The nomadic 5 & Dime is pressing us out of our comfort zone again on a subject many Americans try to bury and ignore — race.
In April, Al Letson’s John Coffey Refuses to Save the World reminded us how popular stories skew our views with imaginary, magical Negroes. Now, director Rick De Spain and company unleash the Pulitzer and Tony award-winning Clybourne Park, which hits close to home on white privilege, institutional racism and the pursuit of the American Dream.
For artistry, ambition and strong acting as a group, The 5 & Dime scores again, with a creative team that must be applauded not only for their execution but also for their aspiration.
The romance of this troupe must be weighed against the hardships that come from acting without a home. All of Jacksonville’s makeshift stages come with their impediments.
In the John Coffey production at the Museum of Science & History, the short stage proved a hindrance, though the gamble to use the Planetarium’s wizardry was inspired.
At the Cummer Museum of Art & Gardens, space is less of a problem, but the gallery-turned-stage loses its charm in a matinee — as light peeks in from those celebrated gardens.
Supporting players Josh Waller, Lindsay Curry and Larry Knight hold our gaze with every second they’re on stage, helping Clybourne Park overcome the chaos inherent in its script.
Local favorite Josh Waller — sure to be in the running for Best Actor in Folio Weekly’s Best of Jax contest (end shameless plug) — plays the segregationist Karl, the entitled protector of the Clybourne property values. Somehow, he injects humor into this offensive, racist character.
Curry hits every note with spot-on comedic timing in both roles — as Karl’s deaf wife Betsy in Act I and as the apologetic “I once dated a black man” Lindsey in Act II. The expressive and charming Knight delivers his own humor as Albert in Act I, reminiscent of his title role in John Coffey, but the intensity he brings to Act II’s Kevin demonstrates his range.
The drama’s two acts are set 50 years apart with the same actors in different roles. Clybourne Park examines the fight to keep the first “colored family” (wait, “don’t we say Negro now?”) from moving into an all-white neighborhood in 1959. Act II revisits the house as white buyers aim to purchase the house, knock it down and rebuild it unlike anything else in the neighborhood, despite reservations from the local housing board.
There are hints, but this staging doesn’t reveal that Clybourne Park has a deep connection to a classic. This is the white family that sells its house to the Youngers of A Raisin in the Sun. Karl refers to his visiting the Youngers and failing in his attempt to bribe them out of the neighborhood.

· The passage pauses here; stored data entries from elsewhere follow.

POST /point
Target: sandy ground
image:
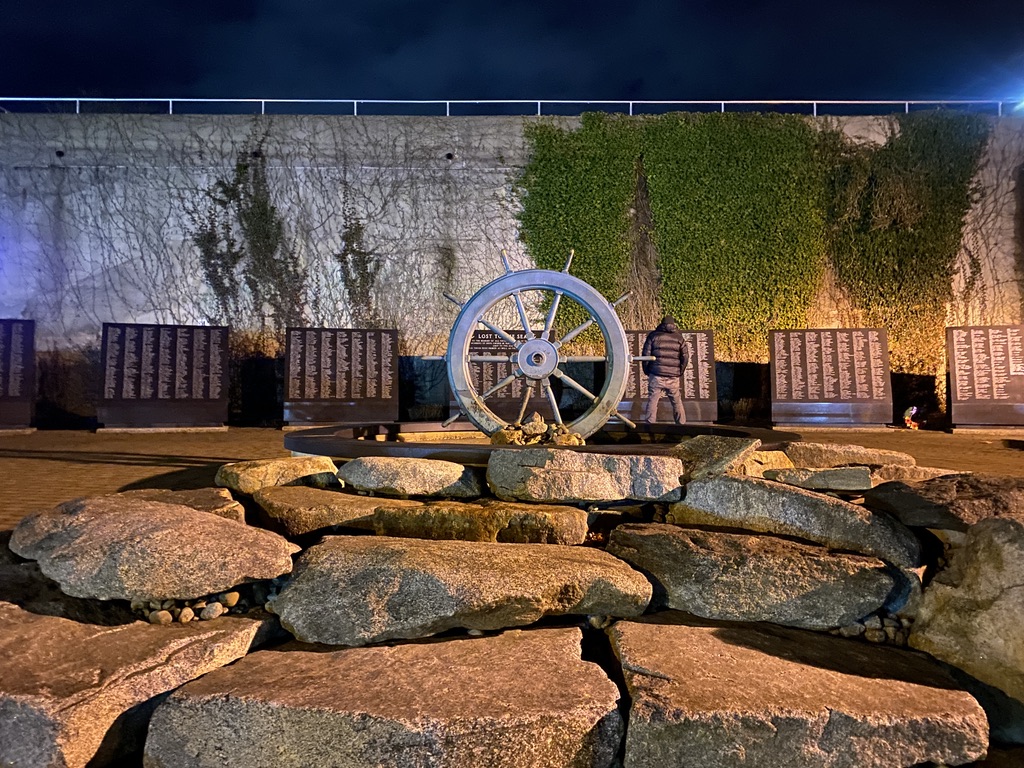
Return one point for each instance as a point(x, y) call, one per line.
point(44, 468)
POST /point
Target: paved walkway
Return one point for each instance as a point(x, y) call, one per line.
point(42, 469)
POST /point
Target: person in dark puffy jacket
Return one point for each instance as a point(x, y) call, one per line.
point(667, 345)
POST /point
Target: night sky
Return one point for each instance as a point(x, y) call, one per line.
point(547, 49)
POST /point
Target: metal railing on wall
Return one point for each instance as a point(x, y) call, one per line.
point(460, 108)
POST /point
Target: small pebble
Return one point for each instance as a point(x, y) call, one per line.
point(212, 610)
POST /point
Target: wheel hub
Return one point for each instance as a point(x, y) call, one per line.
point(537, 358)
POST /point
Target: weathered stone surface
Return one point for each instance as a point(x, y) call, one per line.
point(491, 521)
point(558, 475)
point(771, 508)
point(706, 456)
point(299, 510)
point(248, 477)
point(358, 590)
point(972, 613)
point(67, 688)
point(837, 478)
point(111, 548)
point(953, 502)
point(888, 472)
point(721, 695)
point(411, 477)
point(824, 455)
point(754, 578)
point(215, 501)
point(520, 698)
point(760, 461)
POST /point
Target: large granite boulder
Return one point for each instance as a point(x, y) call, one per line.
point(952, 502)
point(74, 694)
point(489, 521)
point(215, 501)
point(824, 455)
point(299, 510)
point(972, 614)
point(706, 456)
point(723, 695)
point(112, 548)
point(850, 479)
point(520, 698)
point(248, 477)
point(399, 476)
point(772, 508)
point(557, 475)
point(754, 578)
point(359, 590)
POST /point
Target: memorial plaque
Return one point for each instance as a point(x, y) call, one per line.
point(986, 375)
point(341, 375)
point(17, 373)
point(830, 377)
point(507, 401)
point(163, 376)
point(697, 385)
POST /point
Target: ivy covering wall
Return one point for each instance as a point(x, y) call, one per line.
point(747, 211)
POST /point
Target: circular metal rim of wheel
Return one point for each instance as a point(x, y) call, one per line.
point(601, 310)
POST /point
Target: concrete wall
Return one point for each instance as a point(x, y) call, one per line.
point(96, 213)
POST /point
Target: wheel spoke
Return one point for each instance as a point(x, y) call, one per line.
point(503, 334)
point(550, 320)
point(499, 386)
point(550, 394)
point(574, 332)
point(522, 313)
point(525, 401)
point(566, 379)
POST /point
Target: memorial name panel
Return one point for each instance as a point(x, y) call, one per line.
point(507, 401)
point(17, 373)
point(697, 385)
point(986, 378)
point(833, 376)
point(156, 375)
point(341, 375)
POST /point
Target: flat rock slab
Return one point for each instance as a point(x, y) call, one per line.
point(706, 456)
point(491, 521)
point(553, 475)
point(972, 613)
point(742, 578)
point(359, 590)
point(248, 477)
point(299, 510)
point(111, 548)
point(398, 476)
point(723, 695)
point(854, 479)
point(520, 698)
point(215, 501)
point(824, 455)
point(953, 502)
point(772, 508)
point(67, 688)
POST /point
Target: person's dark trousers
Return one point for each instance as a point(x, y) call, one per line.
point(658, 387)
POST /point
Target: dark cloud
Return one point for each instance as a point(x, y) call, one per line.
point(459, 49)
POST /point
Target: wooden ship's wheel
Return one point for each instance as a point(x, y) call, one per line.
point(538, 356)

Even before Karl’s arrival, we observe the dynamics of Russ and Bev (played by Dave Alan Thomas and Amy Noel Canning), a couple still grieving the death of their son with their tension laid bare in a conversation that begins on the subject of Neapolitan ice cream, symbolism as obvious as the “Black and White Cookie” of Seinfeld fame.
One might wish that Thomas traded some of Russ’ ferocity for a little more stillness. His intensity bubbles below the surface only for a moment. His outbursts prove entertaining but leave little room for Canning to work.
Canning faces the tough task of playing the keep-it-all-together Edith Bunker role, handling Russ’ anxiety with her own neuroses and revealing what a stumbling, condescending attempt at progressive open-mindedness might look like in a conservative 1950s’ Chicago neighborhood.
Karl’s arrival and refusal to leave push Russ over the edge, while the appearances of local pastor Jim (Pablo Milla) and their housekeeper Francine’s husband Albert (Knight) certainly don’t help. Jim urges Russ to talk about his son’s death, but Russ isn’t having it.
“I hate to have to put it this way, but what I think I might have to do is politely ask you to, well, to go fuck yourself,” Russ says.
All these characters revolve on stage together at times. This is playwright Bruce Norris’ Clybourne Park at its best and worst — with audience members happily struggling to catch revealing nonverbal reactions from a seasoned cast. But that intended chaos along with that 50-year time shift between acts comes with a cost, with all characters serving the story but none given as much time as we’d like. This is, after all, contemporary American theater, so our pace must be brisk.
The play is about a whole lot of talk and very little communication — a criticism for our time. It’s also a reminder of the dances we perform when we dodge real talk about race — the second time in a row that 5 & Dime has brought that subject to the stage.
Even for a self-selecting, art-loving crowd at the Cummer Museum, it’s a conversation we must continue to have.